The native Washingtonian said she underwent a battery of tests, screenings, sonograms and more. Settles was in her kitchen one unforgettable 2012 day when her phone rang.
“It was about 11 o’clock that morning when I received the call. I was told that cancer cells were found and I needed to make sure I received treatment. It happened to also be about six weeks after my mother had a recurrence of uterine cancer.”
This would be the beginning of Settles’ breast cancer journey, which she would embark on with her mother who had been diagnosed with uterine cancer five years earlier.
“My mother and I kept a picture dictionary of my journey. She suggested I start one. She and I were both were going through chemotherapy at the same time.”
Settles, whose full head of bouncy, lengthy hair would never give any indication she had gone through a period where she lost all of it, said her picture dictionary forever captured both the difficult and triumphant moments of her journey.

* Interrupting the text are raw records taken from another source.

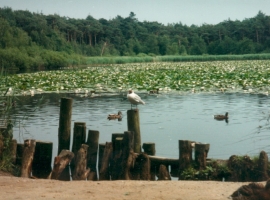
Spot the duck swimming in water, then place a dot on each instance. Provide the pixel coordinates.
(221, 117)
(115, 116)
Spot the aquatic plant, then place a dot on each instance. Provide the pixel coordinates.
(252, 76)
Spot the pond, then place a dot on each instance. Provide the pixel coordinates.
(165, 119)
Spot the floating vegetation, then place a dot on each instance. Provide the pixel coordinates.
(216, 76)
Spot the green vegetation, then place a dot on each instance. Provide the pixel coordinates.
(36, 41)
(213, 171)
(215, 76)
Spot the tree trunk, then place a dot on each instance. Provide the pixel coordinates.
(27, 159)
(92, 153)
(263, 167)
(163, 173)
(104, 173)
(185, 155)
(60, 163)
(80, 172)
(42, 159)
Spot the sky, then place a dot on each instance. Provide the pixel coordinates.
(188, 12)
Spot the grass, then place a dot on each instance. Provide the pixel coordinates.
(249, 76)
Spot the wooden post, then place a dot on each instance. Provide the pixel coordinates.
(19, 154)
(104, 173)
(1, 146)
(64, 124)
(149, 149)
(185, 155)
(60, 163)
(201, 152)
(80, 172)
(263, 167)
(92, 153)
(13, 150)
(116, 142)
(128, 156)
(116, 166)
(141, 169)
(79, 135)
(42, 159)
(133, 121)
(27, 159)
(163, 173)
(101, 149)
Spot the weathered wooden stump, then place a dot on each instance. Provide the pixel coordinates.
(101, 149)
(1, 146)
(104, 173)
(163, 173)
(80, 172)
(13, 150)
(117, 142)
(141, 169)
(133, 121)
(60, 163)
(64, 124)
(42, 159)
(201, 152)
(92, 153)
(185, 155)
(263, 167)
(150, 149)
(19, 154)
(27, 159)
(128, 155)
(79, 135)
(116, 166)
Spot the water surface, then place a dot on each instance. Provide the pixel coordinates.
(165, 119)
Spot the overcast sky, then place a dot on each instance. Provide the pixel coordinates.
(187, 12)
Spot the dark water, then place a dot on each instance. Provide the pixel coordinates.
(165, 119)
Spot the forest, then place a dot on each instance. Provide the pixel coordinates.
(34, 40)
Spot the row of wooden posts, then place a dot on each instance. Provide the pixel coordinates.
(120, 159)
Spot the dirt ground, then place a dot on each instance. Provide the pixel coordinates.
(24, 188)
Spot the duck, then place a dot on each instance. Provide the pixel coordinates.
(221, 117)
(134, 99)
(115, 116)
(154, 91)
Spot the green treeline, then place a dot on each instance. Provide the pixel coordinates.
(34, 40)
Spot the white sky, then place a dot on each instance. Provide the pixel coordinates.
(187, 12)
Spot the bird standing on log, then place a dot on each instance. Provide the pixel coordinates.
(134, 99)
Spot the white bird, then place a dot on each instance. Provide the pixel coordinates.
(134, 98)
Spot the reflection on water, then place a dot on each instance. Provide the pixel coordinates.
(165, 119)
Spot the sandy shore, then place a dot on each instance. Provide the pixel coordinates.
(23, 188)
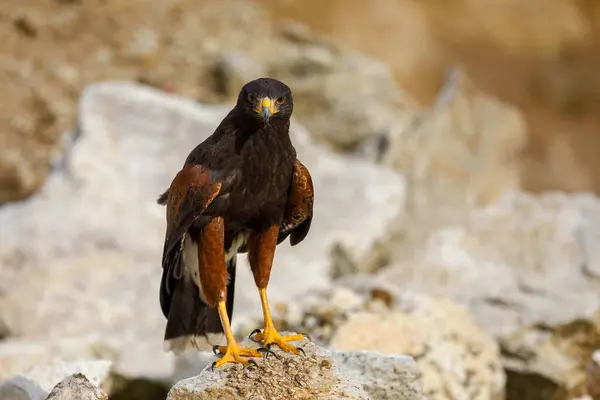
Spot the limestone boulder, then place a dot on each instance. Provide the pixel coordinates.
(319, 374)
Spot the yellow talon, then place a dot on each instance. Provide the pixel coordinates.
(270, 335)
(232, 353)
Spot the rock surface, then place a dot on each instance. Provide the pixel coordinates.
(526, 267)
(77, 387)
(193, 55)
(37, 383)
(456, 358)
(319, 374)
(97, 216)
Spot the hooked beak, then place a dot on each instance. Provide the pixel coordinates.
(266, 108)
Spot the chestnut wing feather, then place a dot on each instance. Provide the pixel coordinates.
(299, 209)
(190, 194)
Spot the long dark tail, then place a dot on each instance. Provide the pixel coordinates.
(189, 317)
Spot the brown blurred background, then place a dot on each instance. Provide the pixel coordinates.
(541, 55)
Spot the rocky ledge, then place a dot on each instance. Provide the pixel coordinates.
(320, 373)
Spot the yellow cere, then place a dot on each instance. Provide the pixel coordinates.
(267, 103)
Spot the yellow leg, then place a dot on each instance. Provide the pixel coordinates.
(270, 335)
(233, 353)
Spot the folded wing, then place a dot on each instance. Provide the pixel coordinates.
(299, 209)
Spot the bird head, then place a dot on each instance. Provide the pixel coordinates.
(266, 99)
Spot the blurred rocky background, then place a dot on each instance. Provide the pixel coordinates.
(453, 149)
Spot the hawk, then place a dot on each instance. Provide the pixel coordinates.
(241, 190)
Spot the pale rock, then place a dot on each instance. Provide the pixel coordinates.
(77, 387)
(461, 153)
(37, 383)
(525, 267)
(319, 374)
(83, 256)
(382, 376)
(456, 357)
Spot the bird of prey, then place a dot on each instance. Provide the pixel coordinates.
(241, 190)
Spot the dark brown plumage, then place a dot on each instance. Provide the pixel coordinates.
(242, 189)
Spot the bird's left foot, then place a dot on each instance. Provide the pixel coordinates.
(270, 336)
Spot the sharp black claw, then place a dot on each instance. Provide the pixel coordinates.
(267, 351)
(253, 332)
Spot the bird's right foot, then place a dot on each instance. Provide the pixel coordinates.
(233, 353)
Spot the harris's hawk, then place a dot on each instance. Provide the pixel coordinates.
(241, 190)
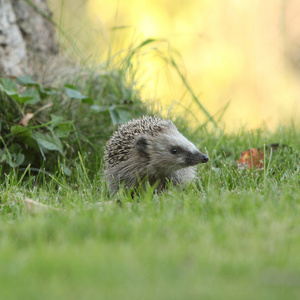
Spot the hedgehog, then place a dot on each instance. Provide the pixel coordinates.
(150, 149)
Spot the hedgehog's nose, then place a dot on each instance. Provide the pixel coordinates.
(204, 158)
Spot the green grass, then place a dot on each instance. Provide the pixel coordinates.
(231, 235)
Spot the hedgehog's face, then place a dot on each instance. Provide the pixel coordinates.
(169, 152)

“I have photos of when I started losing my hair, when my hair started growing back, and when it all came back. Keeping that picture dictionary was therapeutic for me. Few people knew what I was going through at the time.”
Settles’ extensive legal career includes working as a law clerk and legislative assistant for the late Elijah E. Cummings when he served as Speaker Pro Tem of the Maryland General Assembly.
She also worked in private practice at Pessin Katz Law, P.A. While fighting for clients in the courtroom, she was also fighting her own personal battle with breast cancer.
“When I received the news about my diagnosis, I sat at the kitchen table, finished a cup of coffee and was about to write a brief. I got up from where I was, walked to my living room to the bistro table and sat down. I just started writing. I said, ‘Lord, I don’t know why.’ I asked in that moment that He make me a showcase of His glory.”
Settles has been a glowing showcase. She said she followed her recommended treatment plan and that her breast cancer is in remission.
According to the American Cancer Society (ACS), in 2023, about 297,790 new cases of invasive breast cancer will be diagnosed in women and approximately 43,700 women will die from the disease.
“Being a showcase to God’s glory was what I kept in the forefront of my mind. It helped me focus when I was going through a lot. For me, when I looked in the mirror and didn’t see myself looking back, it was very hard.”
Settles’ team of doctors included Lauren A. Schnaper, MD, a nationally recognized breast surgeon at the GBMC Sandra and Malcolm Berman Comprehensive Breast Care Center.
“Dr. Schnaper showed me images I had taken the year before in 2011, the ones I had taken the following year in 2012, and the difference. Early detection was the key.”
Settles was recently installed as president of the Baltimore County Bar Association (BCBA) and selected ACS as the organization’s partner charity. She is a member of Delta Sigma Theta Sorority, Incorporated and serves as First Vice President of the Sorority’s Baltimore County Alumnae Chapter.
“For me, this was a very personal spiritual journey,” said Settles. “There are times when God requires us to walk our talk. It’s one thing to say you’re a Christian,…it’s one thing to say that you have faith…but it’s another thing to have to walk it out. For me, my cancer journey required me to walk out my faith.”